Charles Holland's Fantastic Journal has a great year-end essay about Dover, specifically the remarkable juxtaposition of the quintessentially English-Heritage fantasy, stone ruins atop chalk cliffs clawing down into La Manche, with the grimy, cement-and-auto-exhaust pinball-machine landscape of an overcapacity late-capitalism logistics node.

I haven't been to Dover in about four years, but I did really enjoy both aspects of the place when I passed through there. I loved watching the cargo ships and the passenger ferries, the lorry traffic crawling along the flyovers through customs, and the white-worn paths along the top of the cliffs were a pleasure.

The place has a particular importance to me personally, as when I first moved to the UK to attend the AA, I arrived at Dover via ferry. The crossing added another layer of romance to the whole experience of living overseas for the first time, with all the excitement of school and living in London ahead of me.
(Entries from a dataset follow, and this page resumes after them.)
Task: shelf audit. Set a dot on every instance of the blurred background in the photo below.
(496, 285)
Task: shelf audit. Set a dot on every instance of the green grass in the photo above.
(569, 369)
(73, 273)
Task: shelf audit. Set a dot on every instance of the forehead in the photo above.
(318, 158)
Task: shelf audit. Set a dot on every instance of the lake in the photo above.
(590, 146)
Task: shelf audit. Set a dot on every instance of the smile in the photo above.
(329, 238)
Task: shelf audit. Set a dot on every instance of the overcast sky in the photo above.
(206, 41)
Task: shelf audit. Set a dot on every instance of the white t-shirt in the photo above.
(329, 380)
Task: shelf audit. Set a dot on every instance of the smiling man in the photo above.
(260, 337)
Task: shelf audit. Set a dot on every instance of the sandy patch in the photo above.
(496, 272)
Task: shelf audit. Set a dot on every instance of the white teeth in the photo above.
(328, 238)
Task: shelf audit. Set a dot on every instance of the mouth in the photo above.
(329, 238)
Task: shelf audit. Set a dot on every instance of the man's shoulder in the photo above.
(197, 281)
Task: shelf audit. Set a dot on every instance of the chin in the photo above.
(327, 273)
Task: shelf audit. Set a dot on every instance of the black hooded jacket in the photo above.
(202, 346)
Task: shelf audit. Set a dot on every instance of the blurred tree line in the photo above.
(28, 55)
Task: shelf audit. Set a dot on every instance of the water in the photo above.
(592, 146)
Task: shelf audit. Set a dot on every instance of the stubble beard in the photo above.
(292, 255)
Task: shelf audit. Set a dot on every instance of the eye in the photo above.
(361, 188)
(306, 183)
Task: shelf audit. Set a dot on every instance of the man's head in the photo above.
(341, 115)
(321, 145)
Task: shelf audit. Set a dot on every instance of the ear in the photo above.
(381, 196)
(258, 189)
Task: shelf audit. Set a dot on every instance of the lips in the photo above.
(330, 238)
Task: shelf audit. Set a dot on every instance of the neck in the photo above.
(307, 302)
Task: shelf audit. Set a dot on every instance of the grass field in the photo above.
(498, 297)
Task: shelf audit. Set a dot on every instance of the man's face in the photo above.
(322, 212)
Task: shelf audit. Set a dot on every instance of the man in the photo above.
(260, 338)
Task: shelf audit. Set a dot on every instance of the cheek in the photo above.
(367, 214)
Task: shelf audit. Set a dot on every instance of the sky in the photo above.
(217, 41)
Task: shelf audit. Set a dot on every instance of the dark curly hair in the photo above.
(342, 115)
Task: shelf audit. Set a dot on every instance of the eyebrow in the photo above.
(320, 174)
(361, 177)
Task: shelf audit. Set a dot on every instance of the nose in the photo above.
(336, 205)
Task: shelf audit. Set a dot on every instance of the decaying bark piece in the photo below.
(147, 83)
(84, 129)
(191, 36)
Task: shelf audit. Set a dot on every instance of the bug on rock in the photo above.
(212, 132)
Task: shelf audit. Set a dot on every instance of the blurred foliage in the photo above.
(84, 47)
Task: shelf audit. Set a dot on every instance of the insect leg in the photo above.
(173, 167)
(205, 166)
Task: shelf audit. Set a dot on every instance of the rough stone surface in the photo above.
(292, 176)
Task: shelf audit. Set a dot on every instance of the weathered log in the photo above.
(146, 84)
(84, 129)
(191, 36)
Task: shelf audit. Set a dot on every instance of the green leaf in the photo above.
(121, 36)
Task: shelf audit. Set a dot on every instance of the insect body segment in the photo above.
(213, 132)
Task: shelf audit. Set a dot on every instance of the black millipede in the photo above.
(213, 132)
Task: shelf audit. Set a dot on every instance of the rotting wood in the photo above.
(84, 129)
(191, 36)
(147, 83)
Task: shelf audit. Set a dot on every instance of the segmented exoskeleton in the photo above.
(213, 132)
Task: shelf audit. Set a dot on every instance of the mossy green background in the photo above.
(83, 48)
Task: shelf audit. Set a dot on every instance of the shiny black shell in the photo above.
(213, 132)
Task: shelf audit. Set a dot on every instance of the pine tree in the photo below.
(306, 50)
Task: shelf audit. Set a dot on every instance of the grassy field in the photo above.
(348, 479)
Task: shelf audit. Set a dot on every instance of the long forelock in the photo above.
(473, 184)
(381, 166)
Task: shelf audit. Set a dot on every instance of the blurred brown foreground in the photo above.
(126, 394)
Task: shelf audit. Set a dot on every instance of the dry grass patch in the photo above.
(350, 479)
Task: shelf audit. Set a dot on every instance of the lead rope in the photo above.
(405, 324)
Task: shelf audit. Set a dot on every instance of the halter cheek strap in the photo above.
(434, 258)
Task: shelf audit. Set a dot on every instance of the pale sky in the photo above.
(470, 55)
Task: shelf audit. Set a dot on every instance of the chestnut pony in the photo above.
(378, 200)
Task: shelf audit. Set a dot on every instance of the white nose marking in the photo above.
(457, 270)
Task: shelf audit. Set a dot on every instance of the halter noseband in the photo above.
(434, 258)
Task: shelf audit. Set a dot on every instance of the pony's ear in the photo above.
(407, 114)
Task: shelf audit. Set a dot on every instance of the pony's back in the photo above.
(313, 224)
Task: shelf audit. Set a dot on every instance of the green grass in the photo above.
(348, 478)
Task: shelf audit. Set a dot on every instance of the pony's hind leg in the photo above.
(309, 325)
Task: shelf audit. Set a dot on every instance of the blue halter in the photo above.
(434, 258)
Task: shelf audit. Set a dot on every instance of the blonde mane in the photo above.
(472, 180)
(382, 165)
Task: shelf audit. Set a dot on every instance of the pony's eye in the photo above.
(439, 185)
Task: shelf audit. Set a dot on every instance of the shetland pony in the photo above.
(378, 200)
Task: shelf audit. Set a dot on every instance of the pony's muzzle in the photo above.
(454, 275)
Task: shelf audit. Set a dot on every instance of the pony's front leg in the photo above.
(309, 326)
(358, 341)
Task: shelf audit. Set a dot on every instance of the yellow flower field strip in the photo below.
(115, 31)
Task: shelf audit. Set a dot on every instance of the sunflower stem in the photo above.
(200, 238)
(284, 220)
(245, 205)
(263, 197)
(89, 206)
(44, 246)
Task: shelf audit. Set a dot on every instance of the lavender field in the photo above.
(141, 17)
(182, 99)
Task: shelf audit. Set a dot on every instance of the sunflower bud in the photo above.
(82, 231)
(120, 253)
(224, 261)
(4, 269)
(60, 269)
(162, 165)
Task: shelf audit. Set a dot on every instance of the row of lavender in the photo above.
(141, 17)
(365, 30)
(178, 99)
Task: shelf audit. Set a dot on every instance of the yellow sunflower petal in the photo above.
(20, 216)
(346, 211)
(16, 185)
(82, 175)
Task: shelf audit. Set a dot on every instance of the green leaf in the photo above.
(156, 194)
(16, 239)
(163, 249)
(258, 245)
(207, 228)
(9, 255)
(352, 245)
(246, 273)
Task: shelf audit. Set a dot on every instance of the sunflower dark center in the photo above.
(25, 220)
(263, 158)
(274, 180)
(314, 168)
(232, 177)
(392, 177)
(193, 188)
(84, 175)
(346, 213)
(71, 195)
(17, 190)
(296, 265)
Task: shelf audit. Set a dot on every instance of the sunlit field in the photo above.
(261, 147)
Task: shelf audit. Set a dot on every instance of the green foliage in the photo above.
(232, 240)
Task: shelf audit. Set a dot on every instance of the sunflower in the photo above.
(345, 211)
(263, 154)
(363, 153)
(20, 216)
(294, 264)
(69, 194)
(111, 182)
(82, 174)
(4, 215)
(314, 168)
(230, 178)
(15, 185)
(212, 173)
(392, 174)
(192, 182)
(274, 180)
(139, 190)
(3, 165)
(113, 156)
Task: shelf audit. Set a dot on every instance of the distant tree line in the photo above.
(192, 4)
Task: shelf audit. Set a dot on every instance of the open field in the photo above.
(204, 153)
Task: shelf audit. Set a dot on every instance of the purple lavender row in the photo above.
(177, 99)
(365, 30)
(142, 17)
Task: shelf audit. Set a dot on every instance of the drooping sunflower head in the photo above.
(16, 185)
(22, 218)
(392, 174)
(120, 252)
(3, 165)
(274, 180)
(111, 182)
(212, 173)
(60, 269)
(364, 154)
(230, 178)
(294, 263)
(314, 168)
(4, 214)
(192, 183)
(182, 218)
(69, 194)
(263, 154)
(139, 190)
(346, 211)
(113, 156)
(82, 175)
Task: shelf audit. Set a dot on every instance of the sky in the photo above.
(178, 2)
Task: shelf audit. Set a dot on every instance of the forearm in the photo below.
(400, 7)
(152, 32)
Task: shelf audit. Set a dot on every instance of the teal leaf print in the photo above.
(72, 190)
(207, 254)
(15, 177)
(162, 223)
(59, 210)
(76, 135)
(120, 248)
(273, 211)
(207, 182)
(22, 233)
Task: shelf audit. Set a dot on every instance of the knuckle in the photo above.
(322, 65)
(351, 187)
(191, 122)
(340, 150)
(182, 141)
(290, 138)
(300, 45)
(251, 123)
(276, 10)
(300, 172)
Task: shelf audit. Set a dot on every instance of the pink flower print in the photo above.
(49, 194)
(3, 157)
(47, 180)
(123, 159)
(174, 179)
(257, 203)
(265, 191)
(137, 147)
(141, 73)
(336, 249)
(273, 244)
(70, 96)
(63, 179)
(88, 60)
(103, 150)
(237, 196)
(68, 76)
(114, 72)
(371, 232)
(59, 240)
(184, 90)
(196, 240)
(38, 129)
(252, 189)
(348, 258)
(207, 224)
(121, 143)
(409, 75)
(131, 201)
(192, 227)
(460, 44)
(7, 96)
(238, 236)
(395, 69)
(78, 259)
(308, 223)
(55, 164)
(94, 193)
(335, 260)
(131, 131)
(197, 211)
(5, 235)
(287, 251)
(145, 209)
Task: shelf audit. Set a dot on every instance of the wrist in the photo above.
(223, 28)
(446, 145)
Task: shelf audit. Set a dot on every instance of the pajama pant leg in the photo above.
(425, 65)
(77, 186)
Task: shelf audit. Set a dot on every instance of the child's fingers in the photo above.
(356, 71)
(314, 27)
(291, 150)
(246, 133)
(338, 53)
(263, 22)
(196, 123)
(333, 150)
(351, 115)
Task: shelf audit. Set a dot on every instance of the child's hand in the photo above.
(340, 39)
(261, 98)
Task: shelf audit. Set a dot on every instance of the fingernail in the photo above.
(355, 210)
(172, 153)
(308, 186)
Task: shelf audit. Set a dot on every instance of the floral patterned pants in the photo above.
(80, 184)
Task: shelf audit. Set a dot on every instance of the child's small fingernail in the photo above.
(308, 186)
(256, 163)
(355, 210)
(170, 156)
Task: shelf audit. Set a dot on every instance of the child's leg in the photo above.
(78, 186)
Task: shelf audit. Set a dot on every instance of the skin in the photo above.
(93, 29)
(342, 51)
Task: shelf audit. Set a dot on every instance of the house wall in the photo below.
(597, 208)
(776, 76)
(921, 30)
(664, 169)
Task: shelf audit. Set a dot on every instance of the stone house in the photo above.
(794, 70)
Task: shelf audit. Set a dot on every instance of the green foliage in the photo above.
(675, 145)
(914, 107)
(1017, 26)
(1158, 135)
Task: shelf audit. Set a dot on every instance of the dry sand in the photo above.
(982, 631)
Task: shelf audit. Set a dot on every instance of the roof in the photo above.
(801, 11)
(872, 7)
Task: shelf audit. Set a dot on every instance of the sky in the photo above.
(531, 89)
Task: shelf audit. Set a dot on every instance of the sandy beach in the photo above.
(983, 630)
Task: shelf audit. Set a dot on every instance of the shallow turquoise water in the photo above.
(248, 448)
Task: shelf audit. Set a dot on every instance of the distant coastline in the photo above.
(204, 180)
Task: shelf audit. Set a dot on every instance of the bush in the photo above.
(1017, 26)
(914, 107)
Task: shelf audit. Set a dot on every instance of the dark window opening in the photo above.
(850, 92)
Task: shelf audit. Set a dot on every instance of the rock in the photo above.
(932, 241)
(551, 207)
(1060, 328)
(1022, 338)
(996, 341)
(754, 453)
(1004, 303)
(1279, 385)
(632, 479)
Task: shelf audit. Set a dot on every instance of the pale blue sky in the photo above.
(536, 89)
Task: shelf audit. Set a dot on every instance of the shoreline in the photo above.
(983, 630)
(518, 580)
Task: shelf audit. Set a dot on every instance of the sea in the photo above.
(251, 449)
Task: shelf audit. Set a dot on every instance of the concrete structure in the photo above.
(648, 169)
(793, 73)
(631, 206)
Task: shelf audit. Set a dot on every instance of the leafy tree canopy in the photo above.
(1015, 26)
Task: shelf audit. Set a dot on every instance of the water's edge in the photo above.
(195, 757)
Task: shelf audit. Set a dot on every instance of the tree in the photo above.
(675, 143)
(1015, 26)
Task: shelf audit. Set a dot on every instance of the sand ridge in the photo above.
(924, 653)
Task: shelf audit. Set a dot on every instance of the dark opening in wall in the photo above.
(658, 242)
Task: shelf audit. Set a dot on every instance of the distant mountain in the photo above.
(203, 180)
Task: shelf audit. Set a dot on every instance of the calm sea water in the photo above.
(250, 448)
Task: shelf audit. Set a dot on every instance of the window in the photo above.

The Fantastic Journal Essay goes into wonderful detail on the frontier between these two very different aspects of the place, and also some of the historic and political atmosphere of Dover as a municipality and an asset of a large global economy. Going beyond a perfunctory aesthetic dichotomy, I wonder if its possible to see beauty not only in the natural cliffs, but in the concrete flyovers and loading docks.